Depending upon the language in the particular insurance policy at issue, other hard cost expenses may also qualify for coverage. The problem is that many builder’s risk policies do not define covered hard costs or soft costs in a clear and unambiguous way. They often do not define or identify “general conditions” The specific language of a policy can determine what costs are considered covered losses, and the cases involving these issues are very fact specific.

The distinction can be important even if general conditions are clearly covered because different sub-limits and deductibles can apply to coverage for different categories such as repair costs, expediting expense, contractors extra expense, and delay in completion.

Two Different Outcomes from Two Cases

In Zurich Am. Insurance Co. v. Keating Bldg. Corp.,1 the contractor sought coverage under an all-risk builder’s risk policy for increased cost of completing the project after a collapse. Zurich refused to pay for (1) “Extended General Conditions” (e.g., administrative costs, trailers, supplies and other costs that are not captured as direct charges, (2) “Contractor’s Delay” charges (e.g., costs and expenses such as idle labor and equipment, that was incurred before construction could begin); and (3) “Storage, Price Increased, Etc.” (e.g., increases in labor wages and building material costs, as well as storage costs that would not have been needed but for the collapse). Zurich argued that these “additional costs” were not covered by the policy, and even if they were covered, were excluded by the provision addressing “consequential losses, damages and expenses.”

The Court ultimately found all three categories of additional costs were covered by the all-risk builder’s risk policy, which covered “all fortuitous losses that an insured peril proximately causes unless an exclusion applies.” In construing the policy language, the court held that the term “property lost or damaged” referred to the entire structure, not simply the location of the collapse. As a result, the grant of coverage was not limited to repairing the collapsed portion, but also included the increased costs to construct the remainder. The court noted that other Zurich policies refer to losses required to “rebuild, repair, or replace such part of the property . . . as has been damaged or destroyed” but the policy in question did not contain similar limiting language.

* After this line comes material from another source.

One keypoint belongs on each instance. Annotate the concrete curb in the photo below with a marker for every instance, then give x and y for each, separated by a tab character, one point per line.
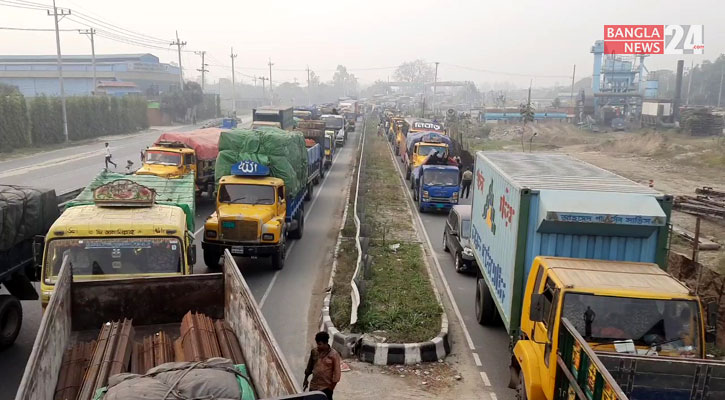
384	353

By way of contrast, in the 2008 case of Oceanside Pier View, L.P. v. Travelers Prop. Cas. Co. of Am.,2 the United States District Court for the Southern District of California held that increased costs of construction were not included in the grant of coverage. The court based its decision on the language of the policy which said the insurer “will pay for ‘loss’ to Covered Property from any of the Covered Causes of Loss.” The policy defined “Covered Property” as “Builders Risk,” and defined “Builders Risk” as:

Property described in the Declarations under “Builder’s Risk” owned by you or for which you are legally liable consisting of:

a. Buildings or structures including temporary structures while being constructed, erected or fabricated at the “job site”;

b. Property that will become a permanent part of the buildings or structures at the “job site”:

(1) While in transit to the “job site” or temporary storage locations;

(2) While at the “job site” or at a temporary storage location.

The Oceanside court held the “Builders Risk” provisions plainly provided coverage for losses resulting from the direct physical loss of buildings or structures being erected on the property but did not include coverage for increased costs of construction materials and labor to construct never-before constructed portions of the project.

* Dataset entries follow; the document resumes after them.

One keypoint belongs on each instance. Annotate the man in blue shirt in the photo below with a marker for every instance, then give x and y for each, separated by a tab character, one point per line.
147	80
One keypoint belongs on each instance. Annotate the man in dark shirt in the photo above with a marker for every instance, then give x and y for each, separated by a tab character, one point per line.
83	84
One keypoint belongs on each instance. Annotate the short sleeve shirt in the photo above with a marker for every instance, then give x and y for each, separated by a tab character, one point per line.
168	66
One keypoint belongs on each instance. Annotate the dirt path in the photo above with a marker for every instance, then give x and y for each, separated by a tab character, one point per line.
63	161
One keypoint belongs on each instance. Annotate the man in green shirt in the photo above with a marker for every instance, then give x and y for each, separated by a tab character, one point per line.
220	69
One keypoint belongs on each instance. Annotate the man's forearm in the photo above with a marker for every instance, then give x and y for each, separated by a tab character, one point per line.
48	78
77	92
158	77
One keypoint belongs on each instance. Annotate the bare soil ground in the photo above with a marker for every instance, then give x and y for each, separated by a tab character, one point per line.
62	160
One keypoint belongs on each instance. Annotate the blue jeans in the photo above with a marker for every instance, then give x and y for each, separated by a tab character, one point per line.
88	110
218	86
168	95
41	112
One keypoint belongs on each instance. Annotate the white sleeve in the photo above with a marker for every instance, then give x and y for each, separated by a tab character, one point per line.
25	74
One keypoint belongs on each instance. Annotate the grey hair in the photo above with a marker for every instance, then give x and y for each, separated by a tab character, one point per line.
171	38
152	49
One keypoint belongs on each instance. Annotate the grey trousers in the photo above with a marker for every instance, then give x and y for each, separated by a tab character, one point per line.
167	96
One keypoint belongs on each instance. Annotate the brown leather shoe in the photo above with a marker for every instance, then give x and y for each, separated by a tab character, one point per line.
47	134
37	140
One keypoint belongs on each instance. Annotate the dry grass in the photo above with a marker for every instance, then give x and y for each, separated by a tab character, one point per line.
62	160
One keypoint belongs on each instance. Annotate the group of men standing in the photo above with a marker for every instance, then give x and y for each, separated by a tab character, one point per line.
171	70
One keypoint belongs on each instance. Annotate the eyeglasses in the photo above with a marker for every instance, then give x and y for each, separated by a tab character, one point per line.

In reaching its conclusion, the court also relied on the policy’s description of how to value covered property. The policy stated: “Covered property is valued as the least of (a) the cost to replace the covered property with other property, (b) the cost of reasonably restoring the property to its condition immediately before loss, or (c) the cost to replace the covered property with substantially identical property.” The court pointed out that this description did not contemplate coverage for increased costs of constructing buildings or portions of buildings which were not yet constructed at the time of delay.

The Bottom Line

The conflicting results in the Keating and Oceanside decisions can be explained by the differing language in the policies. While Keating’s grant of coverage did not contain limiting language on the types of risks covered by the policy, Oceanside’s did. The Oceanside policy only covered loss to buildings or structures while being constructed.

In contrast, the Keating policy covered “risks of direct physical loss . . . from perils not otherwise excluded.” Increased costs of construction for structures not yet completed at the time of the loss, though not a “loss to” “Buildings or structures while being constructed,” are a “risk of direct physical loss from a peril not otherwise excluded.” The language of the respective policies likely drives the opposite conclusions.

Policyholders should carefully review their policies when submitting a claim. They should be sure to consider whether general conditions are covered, and under what section of the policy they are covered.